A man walks past Orange shop along Koinange Street in Nairobi. PHOTO | FILE

What you need to know:

  • The Treasury has requested Parliament to allocate Telkom Kenya Sh90 million for salaries, Sh338 million for pending bills, including travel agency fees and another Sh110 million for unspecified expenses.
  • Telkom is plagued by a combination of losses and a drop in revenue that has negatively impacted on the telco’s cashflows, prompting shareholders to pump in more cash and write off its debts.

Telkom Kenya is set to receive a Sh588 million bailout from the Treasury to pay salaries and settle pending bills if MPs approve a request for the amount made by the Treasury through a supplementary budget tabled in Parliament on Thursday.

The Treasury has requested Parliament to allocate Telkom Kenya Sh90 million for salaries, Sh338 million for pending bills, including travel agency fees and another Sh110 million for unspecified expenses.

This is the latest cash request to Parliament made by Treasury secretary Henry Rotich in an effort to bail out Telkom Kenya which has continued to sink deeper into the red.

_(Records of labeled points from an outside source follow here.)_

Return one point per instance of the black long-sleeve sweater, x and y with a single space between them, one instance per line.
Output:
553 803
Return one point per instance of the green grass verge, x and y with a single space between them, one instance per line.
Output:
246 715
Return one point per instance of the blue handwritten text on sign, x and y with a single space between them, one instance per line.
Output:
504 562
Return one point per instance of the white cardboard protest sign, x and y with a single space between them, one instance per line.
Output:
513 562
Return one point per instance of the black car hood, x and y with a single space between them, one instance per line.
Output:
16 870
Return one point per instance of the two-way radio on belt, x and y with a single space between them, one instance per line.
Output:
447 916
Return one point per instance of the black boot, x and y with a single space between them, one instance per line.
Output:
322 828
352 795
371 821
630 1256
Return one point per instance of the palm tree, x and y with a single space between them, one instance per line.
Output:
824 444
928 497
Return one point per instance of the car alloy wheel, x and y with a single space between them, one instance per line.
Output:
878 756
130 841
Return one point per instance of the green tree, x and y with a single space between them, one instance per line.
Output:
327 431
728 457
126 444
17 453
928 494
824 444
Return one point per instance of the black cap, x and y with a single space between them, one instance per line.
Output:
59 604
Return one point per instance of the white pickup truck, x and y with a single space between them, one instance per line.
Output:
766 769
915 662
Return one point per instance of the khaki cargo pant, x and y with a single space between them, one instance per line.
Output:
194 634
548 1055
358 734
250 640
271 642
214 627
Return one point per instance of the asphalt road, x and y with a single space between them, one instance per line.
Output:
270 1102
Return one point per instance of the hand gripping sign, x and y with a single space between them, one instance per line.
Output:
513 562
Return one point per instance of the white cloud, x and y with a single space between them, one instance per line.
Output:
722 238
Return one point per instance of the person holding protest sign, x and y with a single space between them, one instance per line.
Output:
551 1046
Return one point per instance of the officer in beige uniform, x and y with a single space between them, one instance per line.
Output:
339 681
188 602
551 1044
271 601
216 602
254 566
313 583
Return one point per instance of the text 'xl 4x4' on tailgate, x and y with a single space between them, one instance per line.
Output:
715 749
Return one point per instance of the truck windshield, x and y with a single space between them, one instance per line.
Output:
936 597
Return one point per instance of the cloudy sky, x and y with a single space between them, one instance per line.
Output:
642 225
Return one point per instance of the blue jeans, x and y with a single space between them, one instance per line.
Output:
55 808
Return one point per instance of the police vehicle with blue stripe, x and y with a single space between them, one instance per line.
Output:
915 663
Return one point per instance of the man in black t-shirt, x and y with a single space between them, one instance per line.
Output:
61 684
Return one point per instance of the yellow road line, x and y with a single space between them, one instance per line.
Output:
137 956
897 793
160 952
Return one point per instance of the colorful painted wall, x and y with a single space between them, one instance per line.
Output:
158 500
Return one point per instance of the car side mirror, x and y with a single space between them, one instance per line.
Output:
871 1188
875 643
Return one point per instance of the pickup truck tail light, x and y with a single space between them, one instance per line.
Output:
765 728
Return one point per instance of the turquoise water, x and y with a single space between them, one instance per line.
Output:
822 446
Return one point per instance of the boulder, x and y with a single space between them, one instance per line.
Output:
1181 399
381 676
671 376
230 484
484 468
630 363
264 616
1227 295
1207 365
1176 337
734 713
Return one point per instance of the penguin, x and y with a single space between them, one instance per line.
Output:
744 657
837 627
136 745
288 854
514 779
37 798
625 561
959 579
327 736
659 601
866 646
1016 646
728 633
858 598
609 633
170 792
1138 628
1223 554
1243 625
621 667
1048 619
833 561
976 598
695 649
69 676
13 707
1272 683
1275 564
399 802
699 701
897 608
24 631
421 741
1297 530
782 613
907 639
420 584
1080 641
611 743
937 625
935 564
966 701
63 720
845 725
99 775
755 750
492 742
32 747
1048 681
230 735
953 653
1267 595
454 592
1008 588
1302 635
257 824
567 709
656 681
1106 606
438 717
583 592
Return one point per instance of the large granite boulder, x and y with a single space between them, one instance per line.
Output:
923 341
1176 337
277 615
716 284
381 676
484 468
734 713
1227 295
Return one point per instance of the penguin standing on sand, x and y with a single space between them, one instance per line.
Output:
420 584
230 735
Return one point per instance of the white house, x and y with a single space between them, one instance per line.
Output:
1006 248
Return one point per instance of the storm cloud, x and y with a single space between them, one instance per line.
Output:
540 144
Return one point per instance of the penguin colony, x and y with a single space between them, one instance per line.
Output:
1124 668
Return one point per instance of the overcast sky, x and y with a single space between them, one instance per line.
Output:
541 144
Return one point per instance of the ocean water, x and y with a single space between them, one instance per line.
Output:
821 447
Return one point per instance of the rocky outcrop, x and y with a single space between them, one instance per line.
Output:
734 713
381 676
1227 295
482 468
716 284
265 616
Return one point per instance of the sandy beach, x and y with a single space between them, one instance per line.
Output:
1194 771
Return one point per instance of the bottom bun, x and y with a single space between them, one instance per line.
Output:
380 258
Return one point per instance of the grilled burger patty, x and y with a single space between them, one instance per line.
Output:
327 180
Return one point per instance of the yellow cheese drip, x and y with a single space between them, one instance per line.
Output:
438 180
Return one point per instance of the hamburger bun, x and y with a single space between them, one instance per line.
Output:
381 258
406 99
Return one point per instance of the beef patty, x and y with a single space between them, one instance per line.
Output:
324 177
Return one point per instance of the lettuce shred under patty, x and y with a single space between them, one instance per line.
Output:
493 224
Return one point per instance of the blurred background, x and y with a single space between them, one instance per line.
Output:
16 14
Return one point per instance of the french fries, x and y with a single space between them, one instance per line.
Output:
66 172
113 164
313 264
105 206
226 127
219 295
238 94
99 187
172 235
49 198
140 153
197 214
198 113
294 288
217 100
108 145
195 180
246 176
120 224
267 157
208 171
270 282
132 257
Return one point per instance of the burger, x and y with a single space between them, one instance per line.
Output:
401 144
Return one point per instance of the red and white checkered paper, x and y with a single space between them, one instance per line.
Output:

Telkom is plagued by a combination of losses and a drop in revenue that has negatively impacted on the telco’s cashflows, prompting shareholders to pump in more cash and write off its debts.

The amount that the Treasury has requested is however far below what the management had asked its two shareholders – France Telecom which owns 70 per cent of the company and the Kenya government which holds a 30 per cent stake-- to refinance Telkom’s cashflow needs for quarter four of the year amounting to Sh2.08 billion.

This means that, even if granted in total, the bailout cash will only relieve the firm in the short term.

The firm which was a State parastatal before privatisation in 2007 has previously also made a Sh17.8 billion cash call to repay a loan advanced by parent firm France Telecom’s subsidiary, Orange East Africa.

News of the bailout request comes weeks after it emerged that Vietnamese firm Viettel had pulled out of talks to buy out Telkom Kenya after the government failed to honour some of its requests, key among them being that it should acquire up to 80 per cent of the telco.

France Telecom had hoped to return the loss-making firm to the profit zone by 2010 and list at the Nairobi Securities Exchange by next year — a target that has been made impossible by its stay in the loss-making territory.

Telkom Kenya has continued to make huge losses despite efforts by the two shareholders to clean up its books. The firm has partly tried to shore up its accounts by selling assets to boost cash reserves that have over time been eroded as competition intensified and call tariffs dipped.

Telkom Kenya has in the past sold 11 houses valued at Sh80 million in Gilgil, Nakuru County.

Until 2012, the government had a 49 per cent stake in Telkom Kenya while France Telecom held the remaining 51 per cent.

But the State ceded a nine per cent stake in December 2012 following a Sh30 billion debt write-off before losing another 10 per cent stake in June last year after it failed to inject Sh2.4 billion in a Sh10 billion rights issue.

The last dilution caused a public uproar after MPs claimed that taxpayers lost at least Sh30 billion in the conversion of shareholder loans to equity.